PARTICIPANTS:  1 054 815 members aged 50 to 90 years for comparison between tools and cohorts of different age ranges, corresponding to those in each tools' development study, for tool specific external validation.

MAIN OUTCOME MEASURE:  First diagnosis of a major osteoporotic fracture (for QFracture and FRAX tools) and hip fractures (for all three tools) recorded in electronic health records from 2010 to 2014. Observed fracture rates were compared to probabilities predicted retrospectively as of 2010.
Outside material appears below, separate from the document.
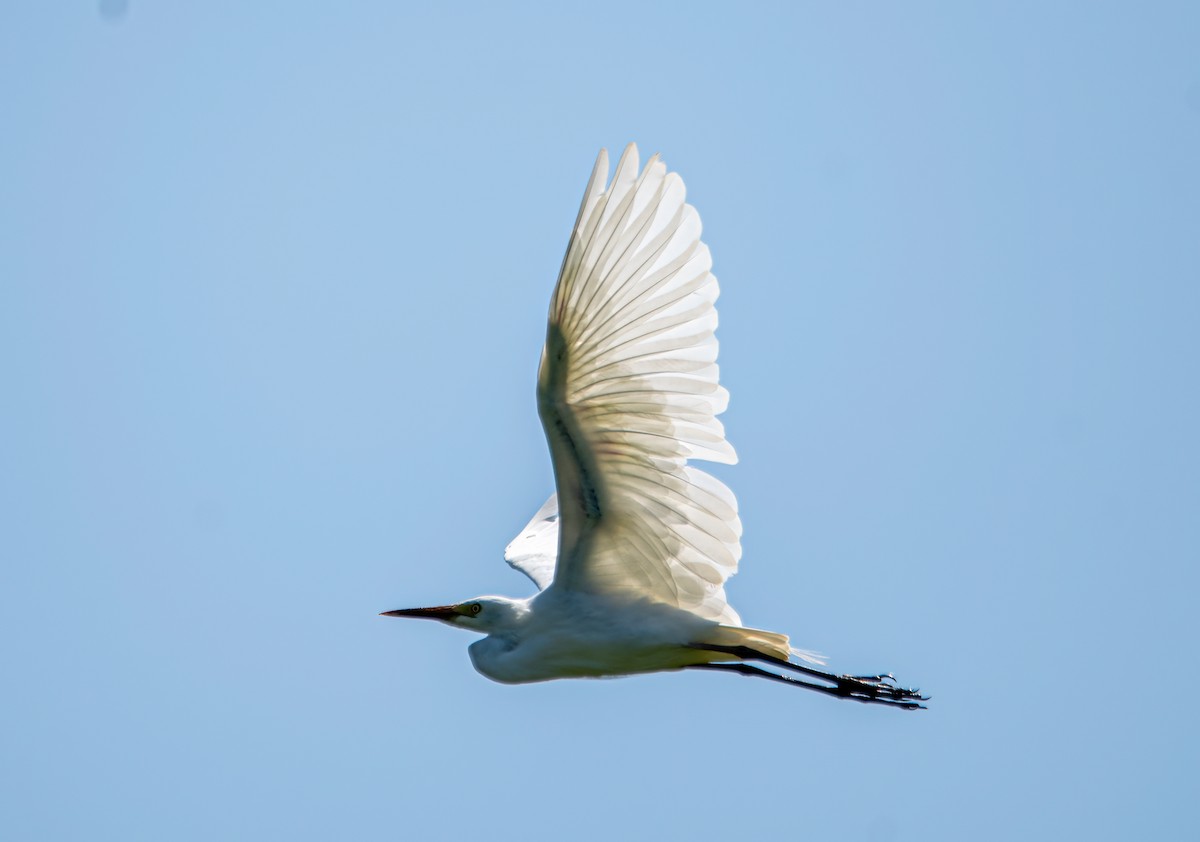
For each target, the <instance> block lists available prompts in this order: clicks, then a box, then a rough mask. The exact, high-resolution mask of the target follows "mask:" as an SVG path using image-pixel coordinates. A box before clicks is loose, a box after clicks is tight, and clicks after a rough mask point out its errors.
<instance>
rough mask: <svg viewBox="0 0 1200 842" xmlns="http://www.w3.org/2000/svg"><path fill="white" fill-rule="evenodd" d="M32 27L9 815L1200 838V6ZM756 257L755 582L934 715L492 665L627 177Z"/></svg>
mask: <svg viewBox="0 0 1200 842" xmlns="http://www.w3.org/2000/svg"><path fill="white" fill-rule="evenodd" d="M847 6H848V5H841V4H803V5H802V4H787V5H785V4H756V5H754V6H745V7H742V8H737V10H734V7H733V6H732V5H718V4H708V5H703V4H688V5H684V4H677V5H655V6H650V7H648V6H647V5H646V4H634V5H630V4H602V5H590V6H582V5H581V6H577V7H575V8H551V7H550V5H548V4H546V5H505V6H504V7H503V8H500V7H499V6H498V5H497V6H488V7H485V6H466V5H457V6H455V5H438V6H437V7H434V6H433V5H432V4H430V5H428V7H427V8H425V10H424V11H414V10H412V8H410V7H408V6H407V5H406V4H400V2H342V4H340V2H328V1H326V2H283V1H277V2H256V4H245V2H193V4H184V2H149V1H144V0H132V1H131V2H128V4H125V2H121V1H120V0H104V1H103V2H100V4H97V2H83V1H80V2H41V1H37V2H35V1H32V0H29V1H24V2H23V1H18V0H10V1H8V2H4V5H2V7H0V66H2V72H0V97H2V100H0V101H2V104H4V115H5V120H4V126H5V127H4V130H2V131H0V168H2V191H0V384H2V390H4V392H2V393H4V411H2V414H0V423H2V427H4V441H5V445H4V447H0V507H2V509H0V511H2V523H4V527H2V530H0V555H2V567H0V577H2V578H0V626H2V627H0V658H2V660H0V668H2V675H4V685H5V687H6V690H5V691H4V702H2V704H0V710H2V718H0V722H2V724H0V740H2V742H0V776H2V777H0V836H2V837H4V838H6V840H83V838H86V840H168V838H169V840H214V838H246V840H263V838H284V837H287V838H292V840H335V838H343V840H344V838H368V837H374V838H378V837H395V838H422V837H431V838H432V837H438V838H446V837H460V838H488V840H510V838H511V840H564V838H570V840H586V841H587V840H598V841H599V840H605V841H607V840H616V838H629V840H650V838H689V840H708V838H714V840H715V838H799V837H804V838H838V840H872V841H880V840H922V841H926V842H936V841H943V840H944V841H960V840H964V838H974V840H1018V838H1020V840H1064V838H1087V840H1092V841H1093V842H1100V841H1104V840H1132V838H1156V837H1157V838H1182V837H1183V836H1184V835H1186V834H1188V832H1194V829H1195V816H1194V801H1195V787H1196V781H1198V780H1200V760H1198V757H1200V742H1198V736H1196V735H1198V728H1196V717H1195V714H1194V712H1193V711H1192V705H1193V704H1194V699H1195V696H1196V693H1198V692H1200V679H1198V676H1196V669H1195V652H1194V645H1195V643H1196V640H1198V638H1200V634H1198V632H1200V629H1198V620H1196V614H1198V608H1196V605H1195V600H1196V593H1198V585H1200V582H1198V575H1196V567H1198V560H1200V559H1198V557H1200V527H1198V523H1200V517H1198V515H1200V480H1198V474H1200V445H1198V429H1200V392H1198V380H1200V378H1198V361H1200V6H1198V5H1196V4H1188V2H1180V4H1164V2H1151V4H1098V2H1076V4H1045V2H1024V4H958V2H953V4H952V2H947V4H935V5H929V4H874V5H854V6H853V7H847ZM629 140H636V142H637V143H638V144H641V146H642V149H643V152H644V154H647V155H648V154H650V152H654V151H661V152H662V154H664V156H665V157H666V161H667V163H668V166H671V167H672V168H673V169H676V170H678V172H679V173H680V174H682V175H683V176H684V179H685V181H686V184H688V186H689V190H690V193H689V196H690V200H691V202H692V203H694V204H695V205H696V206H697V208H698V210H700V212H701V216H702V218H703V219H704V223H706V240H707V242H708V243H709V246H710V247H712V251H713V255H714V271H715V273H716V275H718V277H719V278H720V279H721V285H722V297H721V301H720V302H719V303H720V311H721V327H720V331H719V337H720V339H721V342H722V349H721V360H722V378H724V383H725V384H726V385H727V386H728V387H730V390H731V392H732V396H733V399H732V403H731V407H730V410H728V413H727V414H726V415H725V421H726V426H727V431H728V435H730V438H731V440H732V441H733V444H734V445H736V446H737V447H738V450H739V453H740V456H742V463H740V464H739V465H737V467H734V468H730V469H720V470H716V471H714V473H718V474H719V475H720V476H721V477H722V479H725V480H726V481H727V482H728V483H730V485H731V486H732V487H733V489H734V491H736V492H737V493H738V497H739V499H740V501H742V507H743V516H744V522H745V529H746V531H745V541H744V547H745V557H744V559H743V566H742V573H740V575H739V576H738V577H737V578H736V579H734V581H733V582H732V583H731V585H730V594H731V599H732V601H733V602H734V605H736V606H737V607H738V608H739V609H740V612H742V615H743V618H744V619H745V620H746V623H749V624H754V625H761V626H764V627H769V629H778V630H780V631H786V632H788V633H791V634H792V636H793V639H794V642H796V643H797V644H798V645H803V646H808V648H812V649H816V650H820V651H823V652H826V654H827V655H828V656H829V657H830V658H832V661H830V662H832V664H833V666H834V667H835V668H838V669H841V670H847V672H868V670H878V669H892V670H894V672H895V673H896V674H898V675H899V676H900V678H902V679H904V680H906V681H908V682H913V684H918V685H920V686H922V687H924V688H925V690H928V691H929V692H931V693H932V694H934V700H932V703H931V709H930V710H929V711H928V712H924V714H917V715H912V714H901V712H898V711H890V710H881V709H880V710H877V709H870V708H865V706H862V705H857V704H848V703H840V702H836V700H832V699H828V698H823V697H818V696H814V694H809V693H802V692H793V691H790V690H788V688H785V687H780V686H776V685H772V684H767V682H762V681H749V680H744V679H737V678H731V676H724V675H707V674H695V675H692V674H665V675H654V676H644V678H635V679H622V680H611V681H574V682H570V681H560V682H553V684H546V685H535V686H523V687H505V686H500V685H496V684H491V682H488V681H487V680H485V679H484V678H481V676H479V675H476V674H475V673H474V672H473V669H472V668H470V664H469V662H468V660H467V654H466V650H464V648H466V645H467V644H468V643H469V642H470V637H469V636H467V634H463V633H461V632H455V631H452V630H449V629H444V627H439V626H434V625H432V624H430V625H422V624H416V623H402V621H397V620H388V619H380V618H377V617H376V613H377V612H379V611H384V609H389V608H398V607H403V606H409V605H421V603H438V602H444V601H449V600H457V599H464V597H468V596H473V595H476V594H481V593H502V594H504V593H508V594H512V595H523V594H526V593H528V590H529V585H528V583H527V582H526V581H524V579H523V578H522V577H521V576H518V575H516V573H514V572H512V571H510V570H508V567H506V566H505V565H504V564H503V561H502V560H500V552H502V548H503V547H504V545H505V543H506V541H508V540H509V539H510V537H511V536H512V535H515V533H516V530H517V529H518V528H520V527H521V525H522V524H523V523H524V522H526V518H527V517H528V516H529V515H530V513H532V512H533V511H534V509H535V507H536V506H538V505H539V504H541V501H542V500H544V499H545V497H546V494H547V492H548V491H550V488H551V476H550V468H548V459H547V457H546V452H545V447H544V441H542V437H541V429H540V428H539V426H538V420H536V415H535V410H534V401H533V386H534V367H535V363H536V359H538V354H539V350H540V341H541V336H542V330H544V321H542V320H544V314H545V309H546V303H547V301H548V295H550V291H551V288H552V284H553V282H554V276H556V272H557V269H558V265H559V260H560V258H562V252H563V248H564V247H565V243H566V236H568V233H569V228H570V224H571V222H572V219H574V218H575V212H576V208H577V203H578V199H580V196H581V194H582V191H583V187H584V182H586V180H587V175H588V173H589V169H590V167H592V162H593V158H594V156H595V154H596V151H598V149H599V148H600V146H602V145H604V146H608V148H610V149H612V150H617V149H619V148H620V146H623V145H624V144H625V143H626V142H629Z"/></svg>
RESULTS:  The observed five year hip fracture rate was 2.7% and the rate for major osteoporotic fractures was 7.7%. The areas under the receiver operating curve (AUC) for hip fracture prediction were 82.7% for QFracture, 81.5% for FRAX, and 77.8% for Garvan. For major osteoporotic fractures, AUCs were 71.2% for QFracture and 71.4% for FRAX. All the tools underestimated the fracture risk, but the average observed to predicted ratios and the calibration slopes of FRAX were closest to 1. Tool specific validation analyses yielded hip fracture prediction AUCs of 88.0% for QFracture (among those aged 30-100 years), 81.5% for FRAX (50-90 years), and 71.2% for Garvan (60-95 years).

CONCLUSIONS:  Both QFracture and FRAX had high discriminatory power for hip fracture prediction, with QFracture performing slightly better. This performance gap was more pronounced in previous studies, likely because of broader age inclusion criteria for QFracture validations. The simpler FRAX performed almost as well as QFracture for hip fracture prediction, and may have advantages if some of the input data required for QFracture are not available. However, both tools require calibration before implementation.